Ravishing rainbows: the science behind the sight
Mother Nature provided a spectacular start to the workweek across Michiana on Monday in the form of vibrant rainbows.
A great pic of a double rainbow over our training tower this morning courtesy of Firefighter Melissa Brownfield. Happy Monday! pic.twitter.com/N8Qiqyd0EC— SBFD (@SouthBendFire) April 12, 2021
We here at ABC57 News almost couldn't keep up with the inflow of beautiful weather photos!
However, have you ever wondered about the science behind the beautiful, and sometimes elusive, sight?
Catching a glimpse of a rainbow is all about being in the right place at the right time. They aren't ever in a particular place, and they aren't really a "thing," either. They are an optical occurrence when light refracts through water droplets that you can see when you're in-between the sun and the exiting rain showers.
Let's break this down further.
Water is more dense than dry air. So, when light travels through water, it slows down and bends (refracts) as it passes through. It then reflects off of the droplet, separates into component wavelengths (individual colors), and bounces back toward the observer. Light bends again as it exits the water droplet and speeds up as it hits the dry air, and a rainbow is formed!
Some across Michiana did not only see one rainbow, but a delightful double-feature.
Snagging a picture of a double rainbow is an even harder task. While the science behind it is always taking place, conditions have to be absolutely perfect to see it.

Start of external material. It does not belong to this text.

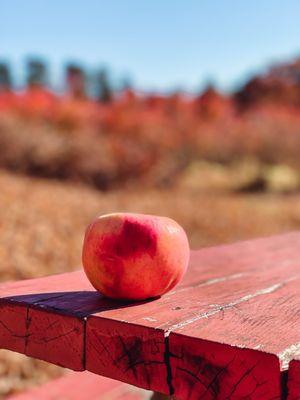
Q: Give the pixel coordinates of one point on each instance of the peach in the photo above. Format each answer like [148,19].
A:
[134,256]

The second bow is always fainter than the primary one because it is a "re-reflection" off of the initial water droplet. It also appears above the primary bow in the sky because it reflects at a higher angle (50 degrees versus 42 degrees).
And since the second bow is a reflection of a reflection, the colors are reversed compared to the first bow, with violet being the left-most color.
With no major chances for rain anytime soon, this may be the last taste of rainbows across Michiana skies for quite a while!